How long is forever and ever? It can’t be longer than just forever because forever is all the time that is. So ever adds no additional time to forever.
The movie Ghost cemented my atheism, when (do I need to spoiler this?) the vaguely anthropomorphic shadow-demons took away the recently-deceased bad guy’s soul. It occurred to me that if those were demons of some kind, and afterlife beliefs typically incorporate some kind of “forever and ever” notion, then those demons are going to have to torment this schmuck for a very very very very long time, eternity as it were. I started to feel sorry for them - what kind of lousy job is that to be stuck with, having to day-in-day-out torture some condemned person who just got greedy? After a few million years, which is literally nothing compared to actual eternity, wouldn’t this be thoroughly and obviously pointless?
And once I shook off the notion of eternal souls and such, the whole structure of religion in general collapsed and seemed both pointless and immature to me.
Um, that kinda* is* the point. Demons (who are, of course, former rebel angels) are being punished by having to live a pointless existence for all eternity. It is not just human souls that are supposed suffer in hell, the demons get it even worse.
That doesn’t really help - it’s another made-up rule to try to bolster other made-up rules. Besides, it runs counter to pop-culture depictions of demons laughing as they torment the condemned, and indeed trying to tempt humans into committing sins that will get them condemned in the first place. “Get thee behind me, Satan” loses its punch if Satan is sympathetic.
You kind of wonder what their motivation is if they’re not enjoying the suffering they’re inflicting.

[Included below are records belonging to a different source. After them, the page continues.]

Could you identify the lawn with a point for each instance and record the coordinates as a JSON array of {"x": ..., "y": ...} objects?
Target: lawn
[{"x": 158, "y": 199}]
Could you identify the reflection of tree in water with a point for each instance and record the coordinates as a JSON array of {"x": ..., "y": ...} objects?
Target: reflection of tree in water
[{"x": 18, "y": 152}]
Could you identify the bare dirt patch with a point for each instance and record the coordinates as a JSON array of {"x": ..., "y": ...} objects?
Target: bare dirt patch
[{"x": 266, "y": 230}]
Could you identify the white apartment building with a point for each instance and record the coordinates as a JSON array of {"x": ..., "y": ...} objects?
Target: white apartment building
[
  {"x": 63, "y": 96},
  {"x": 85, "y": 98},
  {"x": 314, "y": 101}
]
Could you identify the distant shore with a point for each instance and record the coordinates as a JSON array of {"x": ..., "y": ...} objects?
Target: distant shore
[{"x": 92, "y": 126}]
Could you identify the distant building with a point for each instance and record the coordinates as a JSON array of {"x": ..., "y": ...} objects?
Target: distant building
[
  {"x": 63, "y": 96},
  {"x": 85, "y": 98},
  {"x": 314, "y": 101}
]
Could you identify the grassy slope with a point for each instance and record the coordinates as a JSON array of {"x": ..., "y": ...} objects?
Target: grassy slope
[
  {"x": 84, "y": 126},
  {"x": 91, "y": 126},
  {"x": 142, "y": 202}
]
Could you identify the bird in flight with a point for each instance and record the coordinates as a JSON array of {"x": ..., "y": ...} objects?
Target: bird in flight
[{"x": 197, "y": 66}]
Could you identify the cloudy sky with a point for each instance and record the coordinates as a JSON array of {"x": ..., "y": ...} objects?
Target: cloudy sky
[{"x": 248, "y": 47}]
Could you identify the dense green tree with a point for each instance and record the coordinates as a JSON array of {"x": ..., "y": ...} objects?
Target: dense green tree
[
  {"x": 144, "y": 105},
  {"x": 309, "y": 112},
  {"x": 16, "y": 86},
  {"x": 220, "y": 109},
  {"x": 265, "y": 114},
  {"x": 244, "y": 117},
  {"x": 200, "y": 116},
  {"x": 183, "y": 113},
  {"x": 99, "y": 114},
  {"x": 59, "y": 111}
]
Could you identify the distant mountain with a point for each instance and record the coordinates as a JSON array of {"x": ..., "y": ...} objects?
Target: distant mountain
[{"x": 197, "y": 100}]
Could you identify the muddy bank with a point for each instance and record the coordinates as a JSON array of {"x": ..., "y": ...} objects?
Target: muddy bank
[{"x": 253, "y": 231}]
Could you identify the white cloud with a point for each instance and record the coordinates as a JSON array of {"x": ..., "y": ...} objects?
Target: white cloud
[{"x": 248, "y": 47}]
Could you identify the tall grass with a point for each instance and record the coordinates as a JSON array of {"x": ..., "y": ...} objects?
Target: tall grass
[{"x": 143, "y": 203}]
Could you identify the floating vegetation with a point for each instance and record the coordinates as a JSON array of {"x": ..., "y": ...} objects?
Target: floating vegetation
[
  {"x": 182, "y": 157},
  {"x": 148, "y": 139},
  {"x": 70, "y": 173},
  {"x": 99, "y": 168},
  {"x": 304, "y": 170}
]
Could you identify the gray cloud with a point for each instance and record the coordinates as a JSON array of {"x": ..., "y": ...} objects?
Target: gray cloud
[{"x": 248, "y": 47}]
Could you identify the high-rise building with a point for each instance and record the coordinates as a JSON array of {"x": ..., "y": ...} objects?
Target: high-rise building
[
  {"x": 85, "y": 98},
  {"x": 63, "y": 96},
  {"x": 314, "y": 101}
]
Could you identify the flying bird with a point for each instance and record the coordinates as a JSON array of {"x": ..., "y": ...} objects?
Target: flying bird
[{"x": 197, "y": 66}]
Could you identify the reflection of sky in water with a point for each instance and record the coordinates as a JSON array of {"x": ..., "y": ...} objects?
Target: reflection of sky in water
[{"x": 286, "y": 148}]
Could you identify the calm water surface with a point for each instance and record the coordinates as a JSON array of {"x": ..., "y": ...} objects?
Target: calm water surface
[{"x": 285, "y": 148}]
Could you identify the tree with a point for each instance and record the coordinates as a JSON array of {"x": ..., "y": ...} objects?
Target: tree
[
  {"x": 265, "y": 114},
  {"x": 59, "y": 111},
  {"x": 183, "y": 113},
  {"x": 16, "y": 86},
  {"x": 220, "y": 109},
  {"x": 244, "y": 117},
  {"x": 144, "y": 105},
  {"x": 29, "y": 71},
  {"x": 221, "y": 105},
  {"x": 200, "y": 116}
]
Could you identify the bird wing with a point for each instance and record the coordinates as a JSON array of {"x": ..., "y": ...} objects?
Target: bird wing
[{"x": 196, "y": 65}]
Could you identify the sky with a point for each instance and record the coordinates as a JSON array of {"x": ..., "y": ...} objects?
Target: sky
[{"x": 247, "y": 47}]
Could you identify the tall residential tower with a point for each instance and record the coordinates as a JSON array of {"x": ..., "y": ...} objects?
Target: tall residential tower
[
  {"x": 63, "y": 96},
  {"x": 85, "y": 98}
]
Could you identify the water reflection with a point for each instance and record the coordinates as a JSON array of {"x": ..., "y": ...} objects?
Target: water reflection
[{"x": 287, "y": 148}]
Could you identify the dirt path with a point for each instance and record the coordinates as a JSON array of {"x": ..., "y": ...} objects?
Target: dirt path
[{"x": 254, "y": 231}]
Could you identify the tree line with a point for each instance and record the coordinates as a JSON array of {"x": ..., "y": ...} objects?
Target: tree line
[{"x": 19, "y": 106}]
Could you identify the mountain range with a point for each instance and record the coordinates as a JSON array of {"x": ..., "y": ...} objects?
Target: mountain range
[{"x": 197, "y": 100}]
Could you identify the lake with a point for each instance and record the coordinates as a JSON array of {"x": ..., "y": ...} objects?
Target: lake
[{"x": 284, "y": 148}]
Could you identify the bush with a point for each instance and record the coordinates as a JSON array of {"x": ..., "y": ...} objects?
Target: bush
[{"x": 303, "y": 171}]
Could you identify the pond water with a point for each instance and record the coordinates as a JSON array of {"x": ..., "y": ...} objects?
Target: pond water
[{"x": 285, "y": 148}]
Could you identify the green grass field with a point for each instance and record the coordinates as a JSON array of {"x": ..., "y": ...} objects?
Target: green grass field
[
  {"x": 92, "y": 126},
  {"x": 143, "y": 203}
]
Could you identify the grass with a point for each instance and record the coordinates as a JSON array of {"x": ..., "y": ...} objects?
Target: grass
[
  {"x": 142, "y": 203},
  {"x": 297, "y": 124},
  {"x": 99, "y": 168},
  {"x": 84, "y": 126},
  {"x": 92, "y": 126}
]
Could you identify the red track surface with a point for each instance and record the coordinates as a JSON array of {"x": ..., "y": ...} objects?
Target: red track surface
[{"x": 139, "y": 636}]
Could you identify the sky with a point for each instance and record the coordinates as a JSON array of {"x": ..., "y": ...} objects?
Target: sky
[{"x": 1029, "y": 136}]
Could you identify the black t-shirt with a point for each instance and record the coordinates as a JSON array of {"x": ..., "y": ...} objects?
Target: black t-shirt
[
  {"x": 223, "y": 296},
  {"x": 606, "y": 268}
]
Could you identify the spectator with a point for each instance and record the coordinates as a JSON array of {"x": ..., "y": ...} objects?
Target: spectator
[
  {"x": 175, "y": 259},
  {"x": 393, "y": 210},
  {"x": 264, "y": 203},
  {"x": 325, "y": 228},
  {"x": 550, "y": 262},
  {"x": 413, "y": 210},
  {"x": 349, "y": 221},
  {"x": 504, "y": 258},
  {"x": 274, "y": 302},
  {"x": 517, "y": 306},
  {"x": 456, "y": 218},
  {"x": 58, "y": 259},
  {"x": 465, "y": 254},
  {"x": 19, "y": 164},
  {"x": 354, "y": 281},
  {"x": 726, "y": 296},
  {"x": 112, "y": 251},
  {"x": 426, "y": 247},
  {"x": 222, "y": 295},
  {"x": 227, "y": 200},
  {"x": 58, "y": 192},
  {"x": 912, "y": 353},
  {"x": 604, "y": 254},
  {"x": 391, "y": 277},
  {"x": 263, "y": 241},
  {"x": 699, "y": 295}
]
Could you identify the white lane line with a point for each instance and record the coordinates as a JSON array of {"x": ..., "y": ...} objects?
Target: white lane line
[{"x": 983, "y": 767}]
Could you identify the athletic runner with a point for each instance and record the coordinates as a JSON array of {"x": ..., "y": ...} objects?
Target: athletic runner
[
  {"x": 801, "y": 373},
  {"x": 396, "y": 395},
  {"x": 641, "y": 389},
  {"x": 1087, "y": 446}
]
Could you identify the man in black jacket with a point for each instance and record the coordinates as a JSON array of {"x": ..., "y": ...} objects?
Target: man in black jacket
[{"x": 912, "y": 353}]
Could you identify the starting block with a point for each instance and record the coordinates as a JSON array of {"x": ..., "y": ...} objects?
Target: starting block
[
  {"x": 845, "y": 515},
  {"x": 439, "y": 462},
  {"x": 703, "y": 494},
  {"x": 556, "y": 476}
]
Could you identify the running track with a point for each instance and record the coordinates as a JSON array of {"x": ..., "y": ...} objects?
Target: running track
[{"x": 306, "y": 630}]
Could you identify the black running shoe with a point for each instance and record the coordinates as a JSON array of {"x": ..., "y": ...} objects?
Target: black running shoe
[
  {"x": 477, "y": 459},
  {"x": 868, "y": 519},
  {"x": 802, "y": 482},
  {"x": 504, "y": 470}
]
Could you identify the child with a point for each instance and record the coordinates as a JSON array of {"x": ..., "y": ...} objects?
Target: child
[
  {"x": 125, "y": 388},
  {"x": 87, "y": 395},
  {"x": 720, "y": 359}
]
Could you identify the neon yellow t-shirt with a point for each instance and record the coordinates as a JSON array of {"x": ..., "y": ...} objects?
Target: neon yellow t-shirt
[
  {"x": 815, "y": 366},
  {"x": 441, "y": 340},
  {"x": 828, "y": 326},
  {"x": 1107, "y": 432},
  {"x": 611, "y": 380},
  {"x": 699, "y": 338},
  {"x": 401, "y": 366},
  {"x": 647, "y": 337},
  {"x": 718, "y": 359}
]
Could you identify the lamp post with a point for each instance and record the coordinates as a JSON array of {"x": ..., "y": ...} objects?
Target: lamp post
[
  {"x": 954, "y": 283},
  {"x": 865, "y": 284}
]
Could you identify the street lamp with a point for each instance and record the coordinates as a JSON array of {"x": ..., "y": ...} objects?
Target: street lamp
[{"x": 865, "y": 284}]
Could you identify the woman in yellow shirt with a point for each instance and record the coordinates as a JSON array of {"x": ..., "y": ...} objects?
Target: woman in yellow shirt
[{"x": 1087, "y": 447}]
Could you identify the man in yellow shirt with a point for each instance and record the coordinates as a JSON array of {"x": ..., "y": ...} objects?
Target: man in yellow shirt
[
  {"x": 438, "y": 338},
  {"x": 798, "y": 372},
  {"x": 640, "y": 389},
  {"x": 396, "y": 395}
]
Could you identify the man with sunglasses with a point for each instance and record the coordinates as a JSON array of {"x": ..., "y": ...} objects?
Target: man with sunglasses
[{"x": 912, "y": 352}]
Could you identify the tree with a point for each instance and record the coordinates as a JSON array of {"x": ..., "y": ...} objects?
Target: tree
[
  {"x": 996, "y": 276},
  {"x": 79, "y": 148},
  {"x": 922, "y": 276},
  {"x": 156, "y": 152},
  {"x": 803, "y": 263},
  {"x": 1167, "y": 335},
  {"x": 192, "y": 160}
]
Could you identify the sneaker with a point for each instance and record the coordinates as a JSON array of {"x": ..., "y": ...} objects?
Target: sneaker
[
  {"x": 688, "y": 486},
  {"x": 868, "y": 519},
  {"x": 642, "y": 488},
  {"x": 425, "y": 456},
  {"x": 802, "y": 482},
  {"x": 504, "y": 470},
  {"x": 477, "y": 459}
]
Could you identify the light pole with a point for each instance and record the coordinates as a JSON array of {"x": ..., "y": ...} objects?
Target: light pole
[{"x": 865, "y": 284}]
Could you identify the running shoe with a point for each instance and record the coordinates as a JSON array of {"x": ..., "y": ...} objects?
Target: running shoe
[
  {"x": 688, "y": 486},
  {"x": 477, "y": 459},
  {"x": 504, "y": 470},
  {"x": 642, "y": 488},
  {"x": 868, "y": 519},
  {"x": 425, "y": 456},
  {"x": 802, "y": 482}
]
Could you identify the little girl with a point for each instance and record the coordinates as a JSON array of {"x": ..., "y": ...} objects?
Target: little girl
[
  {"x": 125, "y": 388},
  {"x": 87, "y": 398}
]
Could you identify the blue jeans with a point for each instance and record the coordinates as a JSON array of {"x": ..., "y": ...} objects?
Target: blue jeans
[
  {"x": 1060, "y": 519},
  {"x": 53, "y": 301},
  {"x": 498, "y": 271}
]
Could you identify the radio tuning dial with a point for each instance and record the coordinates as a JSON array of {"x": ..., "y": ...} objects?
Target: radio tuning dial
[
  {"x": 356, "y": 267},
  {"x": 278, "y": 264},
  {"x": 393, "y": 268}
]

What happens if they just decide to not torment any damned souls? What threat can you hang over the head of somebody who’s already eternally damned?
All time is a continuum from never to ever. So never is zero, and ever is infinity. Or never is that point at the beginning of the big bang, and ever is the final end of the universe, which never quite happens.
When I was a child, summer was “forever”. Now it’s practically no time at all. And that’s the change over the course of forty years - itself practically time at all. Without someone to appreciate it, time might as well not exist at all. It’s there only because we - or someone - is there to appreciate it.
I think it was supposed to be a comment on the fact that the boy knows no other reality but the post-apoc world, while the father remembers the world before.
There was another part where the father muses that he must seem like an alien to the boy, when he was talking about the time before the disaster.
In another part of the story, the narrator asks (paraphrasing) “what is the difference between the never to be, and the never was?”
If there’s no one to see it or appreciate it, or remember, what is the significance of everything that ever was? All the wars, the suffering, the monuments, the game changing-changing last minute scores? Is it the same as if those things had never happened at all?